Metadata-Version: 2.4
Name: magma-optimizer
Version: 0.1.1
Summary: Momentum-Aligned Gradient Masking — block-wise stochastic masking wrapper for PyTorch optimizers
Project-URL: Homepage, https://github.com/andrijdavid/magma-optimizer
Project-URL: Repository, https://github.com/andrijdavid/magma-optimizer
License: MIT
License-File: LICENSE
Classifier: Development Status :: 3 - Alpha
Classifier: Intended Audience :: Science/Research
Classifier: License :: OSI Approved :: MIT License
Classifier: Programming Language :: Python :: 3
Classifier: Topic :: Scientific/Engineering :: Artificial Intelligence
Requires-Python: >=3.9
Requires-Dist: torch>=2.0
Provides-Extra: dev
Requires-Dist: pytest>=7.0; extra == 'dev'
Description-Content-Type: text/markdown

# Magma

**Momentum-Aligned Gradient Masking for Adaptive Optimizers**

Magma is a lightweight wrapper that applies block-wise stochastic masking to any PyTorch optimizer, modulated by the alignment between gradient momentum and the current gradient.

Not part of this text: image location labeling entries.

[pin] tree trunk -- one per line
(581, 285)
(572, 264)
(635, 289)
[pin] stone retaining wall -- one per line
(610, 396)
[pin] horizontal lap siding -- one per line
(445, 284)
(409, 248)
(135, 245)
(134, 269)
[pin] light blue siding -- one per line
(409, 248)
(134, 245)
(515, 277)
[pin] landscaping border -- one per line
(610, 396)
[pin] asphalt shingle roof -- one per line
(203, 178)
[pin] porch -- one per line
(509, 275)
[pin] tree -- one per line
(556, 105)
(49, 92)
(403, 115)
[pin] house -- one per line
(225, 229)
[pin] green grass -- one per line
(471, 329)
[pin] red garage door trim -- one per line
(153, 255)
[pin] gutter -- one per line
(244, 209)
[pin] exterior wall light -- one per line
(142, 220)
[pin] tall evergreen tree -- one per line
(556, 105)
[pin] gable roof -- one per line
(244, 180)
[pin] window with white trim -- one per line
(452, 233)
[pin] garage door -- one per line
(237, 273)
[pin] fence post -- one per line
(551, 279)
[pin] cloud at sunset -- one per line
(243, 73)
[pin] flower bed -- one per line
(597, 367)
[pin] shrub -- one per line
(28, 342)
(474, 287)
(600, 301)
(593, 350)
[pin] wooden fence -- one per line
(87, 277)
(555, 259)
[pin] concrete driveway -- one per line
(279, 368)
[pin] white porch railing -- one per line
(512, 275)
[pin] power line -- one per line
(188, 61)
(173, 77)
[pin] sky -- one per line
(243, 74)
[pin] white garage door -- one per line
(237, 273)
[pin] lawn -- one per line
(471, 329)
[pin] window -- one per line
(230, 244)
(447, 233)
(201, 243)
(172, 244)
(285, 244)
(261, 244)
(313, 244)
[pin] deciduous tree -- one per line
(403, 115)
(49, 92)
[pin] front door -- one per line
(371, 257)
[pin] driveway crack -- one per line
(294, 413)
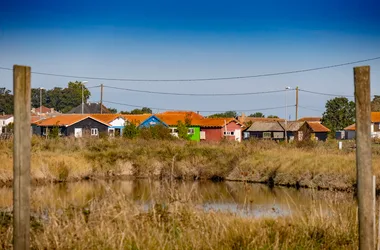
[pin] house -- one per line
(89, 108)
(310, 119)
(5, 120)
(216, 129)
(191, 119)
(292, 128)
(312, 131)
(44, 111)
(265, 130)
(71, 125)
(350, 132)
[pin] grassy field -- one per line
(310, 165)
(111, 221)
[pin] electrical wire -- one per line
(325, 94)
(194, 94)
(312, 109)
(203, 79)
(205, 111)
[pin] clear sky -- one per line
(194, 39)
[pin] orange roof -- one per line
(171, 118)
(351, 127)
(137, 119)
(34, 119)
(65, 120)
(215, 122)
(317, 127)
(375, 116)
(192, 114)
(107, 118)
(5, 117)
(310, 119)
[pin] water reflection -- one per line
(244, 199)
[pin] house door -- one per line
(237, 135)
(78, 132)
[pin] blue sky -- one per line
(194, 39)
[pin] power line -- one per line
(194, 94)
(205, 111)
(312, 109)
(325, 94)
(203, 79)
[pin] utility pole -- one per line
(21, 156)
(296, 103)
(364, 158)
(101, 98)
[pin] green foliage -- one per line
(182, 130)
(6, 101)
(375, 104)
(130, 130)
(340, 113)
(257, 114)
(144, 110)
(228, 114)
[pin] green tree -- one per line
(182, 130)
(130, 130)
(375, 104)
(340, 113)
(257, 114)
(227, 114)
(6, 101)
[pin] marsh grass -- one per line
(113, 221)
(319, 165)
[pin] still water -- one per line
(243, 199)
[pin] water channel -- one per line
(243, 199)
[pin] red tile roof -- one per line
(317, 127)
(171, 118)
(5, 117)
(215, 122)
(310, 119)
(352, 127)
(136, 119)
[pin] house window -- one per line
(94, 131)
(267, 135)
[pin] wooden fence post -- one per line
(21, 156)
(364, 157)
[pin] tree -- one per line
(257, 114)
(340, 113)
(6, 101)
(375, 104)
(227, 114)
(182, 130)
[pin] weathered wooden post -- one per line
(364, 157)
(21, 157)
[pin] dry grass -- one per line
(69, 159)
(112, 221)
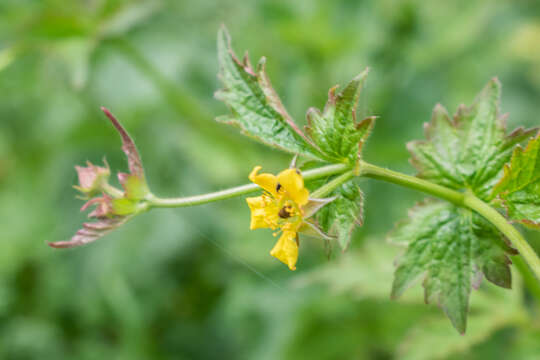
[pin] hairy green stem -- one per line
(368, 170)
(333, 184)
(461, 199)
(239, 190)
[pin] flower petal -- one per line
(264, 212)
(266, 181)
(286, 249)
(293, 184)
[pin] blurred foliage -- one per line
(195, 283)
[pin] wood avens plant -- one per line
(479, 178)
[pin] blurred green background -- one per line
(195, 283)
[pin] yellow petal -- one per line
(292, 184)
(266, 181)
(286, 249)
(264, 212)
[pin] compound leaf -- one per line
(256, 108)
(450, 248)
(336, 131)
(468, 151)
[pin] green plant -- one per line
(468, 162)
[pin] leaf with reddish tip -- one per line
(91, 178)
(519, 188)
(336, 130)
(255, 106)
(91, 232)
(449, 248)
(128, 146)
(470, 150)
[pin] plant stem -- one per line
(494, 217)
(331, 185)
(461, 199)
(412, 182)
(239, 190)
(368, 170)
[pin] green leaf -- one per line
(468, 151)
(491, 310)
(519, 188)
(255, 106)
(335, 130)
(450, 248)
(339, 217)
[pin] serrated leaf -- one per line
(255, 106)
(450, 248)
(519, 188)
(339, 217)
(468, 151)
(335, 130)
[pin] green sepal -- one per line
(519, 188)
(336, 131)
(470, 149)
(339, 218)
(450, 248)
(255, 106)
(135, 188)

It is an implementation of the algorithm described in *"On Surprising Effectiveness of Masking Updates in Adaptive Optimizers"*[(arXiv 2602.15322)](https://arxiv.org/pdf/2602.15322).

The core insight is deceptively simple. At each step, a per-parameter Bernoulli coin flip decides whether to keep or discard the update. Updates that survive are further scaled by a smoothed cosine similarity score between the gradient and its exponential moving average. The base optimizer's internal states i.e Adam's running means or RMSProp's squared gradients are always updated. Only the parameter itself is masked.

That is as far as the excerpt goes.